The Brigmore Witches received a similarly positive response "generally favorable reviews" according to Metacritic. The gameplay was generally considered an improvement, providing more intricate level design and nuanced world building that produced gameplay requiring a more thoughtful approach. PC Gamer appreciated that the levels each had a distinct theme, and adequately provided for both stealth and violent gameplay, while Polygon said that only the last level improved over the preceding DLC, introducing new mechanics that forced changes in stealth players.

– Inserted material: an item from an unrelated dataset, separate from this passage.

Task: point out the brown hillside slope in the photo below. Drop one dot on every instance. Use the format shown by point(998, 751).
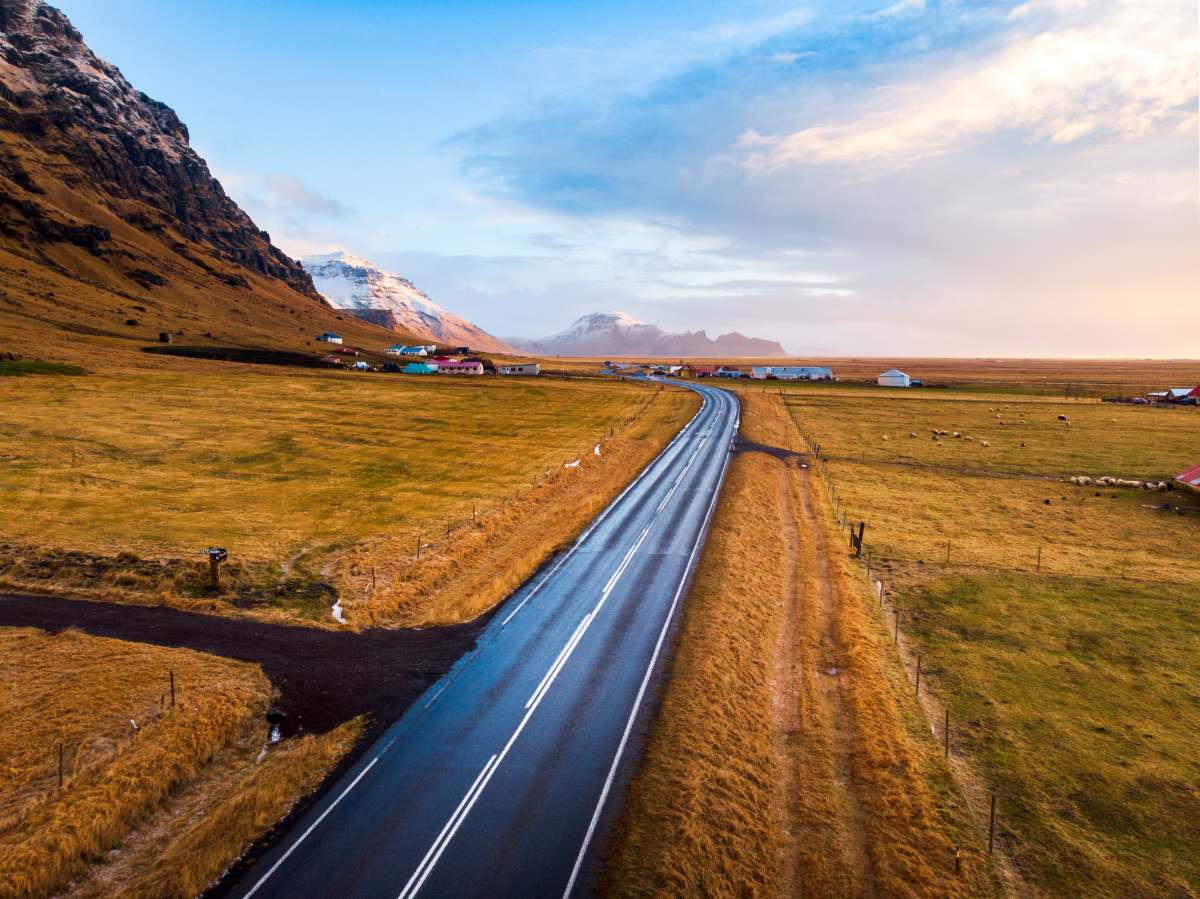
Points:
point(112, 228)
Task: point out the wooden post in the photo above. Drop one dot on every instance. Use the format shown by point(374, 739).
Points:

The story of The Brigmore Witches, in contrast, received a mixed response, with Destructoid saying that it offered a more gripping narrative, while Polygon stated that it lacked the same tension as The Knife of Dunwall, and the ending felt rushed and unsatisfying.

==Sequels and adaptations==

Bethesda indicated that sales of Dishonored were exceeding their expectations and that as a result, they intended to develop Dishonored into a franchise. Dishonored 2 was released on 11 November 2016. The sequel's story is set 15 years after the events of Dishonored. Emily is deposed as Empress during a coup by the witch Delilah and the Duke of Serkonos, a foreign land. Playing as either Corvo or Emily, the player must neutralize members of the coup and retake Dunwall. A standalone sequel, Dishonored: Death of the Outsider, was released on 15 September 2017. Taking place after Dishonored 2, it follows Daud's former second-in-command, Billie Lurk, on her quest to defeat the Outsider. The 2021 first-person shooter, Deathloop, is set in the far future of Dishonoreds narrative universe.

A Dishonored tabletop role-playing game was released on 29 September 2020. Developed by Modiphius Entertainment and adapted by Nathan Dowdell, the game features input from Harvey Smith and writers from the Dishonored video games. The Dishonored Roleplaying Game includes a 300-page corebook and allows players to take on the roles of criminals, assassins, explorers, and loyalists in various story campaigns.